Editor’s Note: This short essay was published on Nov. 4, 2017, as a note by the author on his Facebook page. We think placing the 2016 electoral outcome within the context of neoliberalism can deepen our understanding.
by Faramarz Farbod
That’s the title of Hillary Clinton’s new book.
But do we know “What Happened” in the 2016 election? Let me start by stating what didn’t happen: Putin did not happen; he is not responsible for the election of Trump. I will not, however, say more about this subject in this short note. Suffice it to say that if you are tired of the Russiagaters, as I am, I commend you. You may consider it a sign of sanity.
Hillary Clinton’s new book inadvertently hints at what happened on its cover: her name, as the author of the book, appears right below the title as if to suggest to her readers to go no further than the cover page, namely Hillary Clinton happened.
That is correct but I think this formulation does not go far enough analytically. We ought to learn to depersonalize politics if we are to have a deeper understanding of the social forces at work. The Clintons do not belong to an ordinary family in US politics. Their name is virtually synonymous with the neoliberal turn in US politics and I suggest we think of them in terms of an ism: Clintonism. So, properly speaking, Clintonism stands for the neoliberal turn dating back to at least the early 1990s (if not the 1970s).
And what is the neoliberal agenda? It has entailed vicious assaults against the working class with the aim of rolling back labor’s historic gains, the deindustrialization of the US economy, peddling austerity, pushing privatization of not just economic activities and assets but of human aspirations, the financialization of the economy (creating a volatile casino capitalism), a massive rise in the incarceration rates (the making of a prison-industrial complex), the further militarization of society and of foreign policy, and the protection of investor rights abroad at the expense of labor and the environment.
The result has been a massive growth in income and wealth inequalities and the accompanying impoverishment and alienation of millions of North Americans.

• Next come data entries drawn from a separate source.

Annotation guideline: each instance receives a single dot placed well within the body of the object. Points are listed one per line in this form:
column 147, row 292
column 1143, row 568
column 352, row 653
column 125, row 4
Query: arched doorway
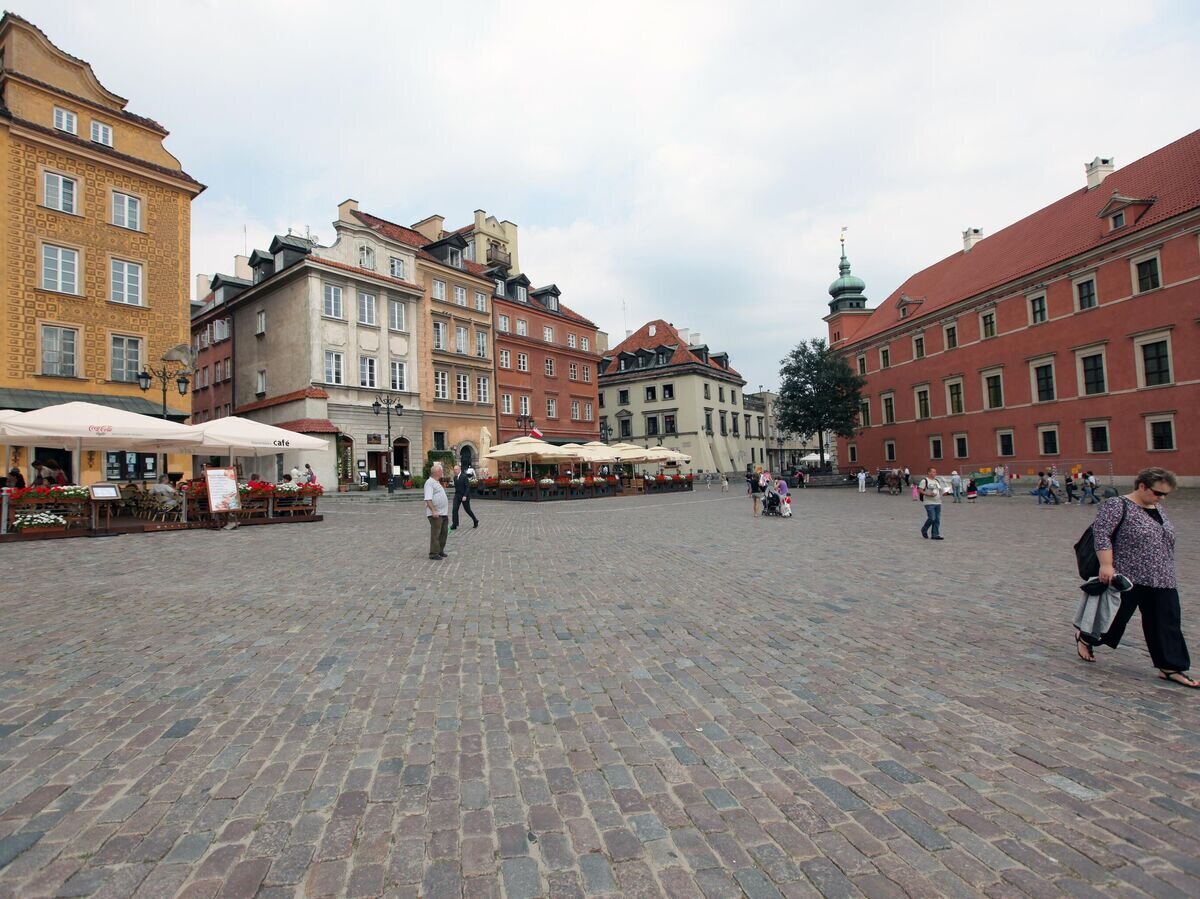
column 400, row 454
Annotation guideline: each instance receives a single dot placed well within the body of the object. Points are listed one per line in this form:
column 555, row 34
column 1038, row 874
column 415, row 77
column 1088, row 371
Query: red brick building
column 1069, row 339
column 213, row 343
column 546, row 364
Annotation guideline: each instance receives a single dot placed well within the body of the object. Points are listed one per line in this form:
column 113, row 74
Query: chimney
column 1097, row 171
column 345, row 208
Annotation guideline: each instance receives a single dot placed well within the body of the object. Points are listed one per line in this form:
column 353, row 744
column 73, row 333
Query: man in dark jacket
column 461, row 497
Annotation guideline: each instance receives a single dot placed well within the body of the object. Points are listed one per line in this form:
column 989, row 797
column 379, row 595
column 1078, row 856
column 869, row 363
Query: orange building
column 1069, row 339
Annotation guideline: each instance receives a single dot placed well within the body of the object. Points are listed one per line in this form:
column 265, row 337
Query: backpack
column 1086, row 559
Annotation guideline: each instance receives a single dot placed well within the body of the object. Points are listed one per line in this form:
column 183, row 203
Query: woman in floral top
column 1144, row 551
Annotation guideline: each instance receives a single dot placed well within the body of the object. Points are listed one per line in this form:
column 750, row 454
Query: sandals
column 1179, row 677
column 1083, row 648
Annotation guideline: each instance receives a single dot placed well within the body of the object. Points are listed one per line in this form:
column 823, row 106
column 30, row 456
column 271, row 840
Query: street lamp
column 165, row 375
column 389, row 403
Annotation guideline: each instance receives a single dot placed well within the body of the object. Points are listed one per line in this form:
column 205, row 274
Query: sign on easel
column 222, row 485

Neoliberalism had already impoverished hundreds of millions of people in the Global South; now late-stage capitalism required that the ruling elites push austerity and neoliberal policies at home as well.
Insofar then as Clintonism represents this neoliberal turn, it is best understood as a bulwark against progressivism, notwithstanding its rhetoric – especially during electoral cycles. I should say also that Obama did not represent a deviation from Clintonism understood as such.
Returning to the 2016 elections, we must not forget either that one the most telling facts about it was the rigging of the Democratic primaries by the Democratic National Committee and the Hillary Clinton campaign to ensure that no deviation from Clintonism, as described here, no matter how mild (i.e., the social democratic-lite agenda of Bernie Sanders), is permitted.
I think we judge amiss if we insist on thinking of Trump as Clinton’s “Other” or of Trumpism and Clintonism as mutually exclusive phenomena. Rather, Trumpism beyond Trump himself (neo-authoritarianism) is an ATTENDANT of Clintonism beyond Hillary Clinton herself (neoliberalism) once saner political alternatives (social democracy) are successfully blocked from entering the political arena.
It is also true that the arrogance of the powerful, if not their interests, often prevents them from taking a good look at themselves. They prefer propagating various bogeymen to explain their failures. But the stakes are too high for us to follow their chosen path or to play the game in accord with the rules they set. If we fail to see these forces for what they are, whence they come from, and what they portend, we are sure to suffer even greater indignities to come.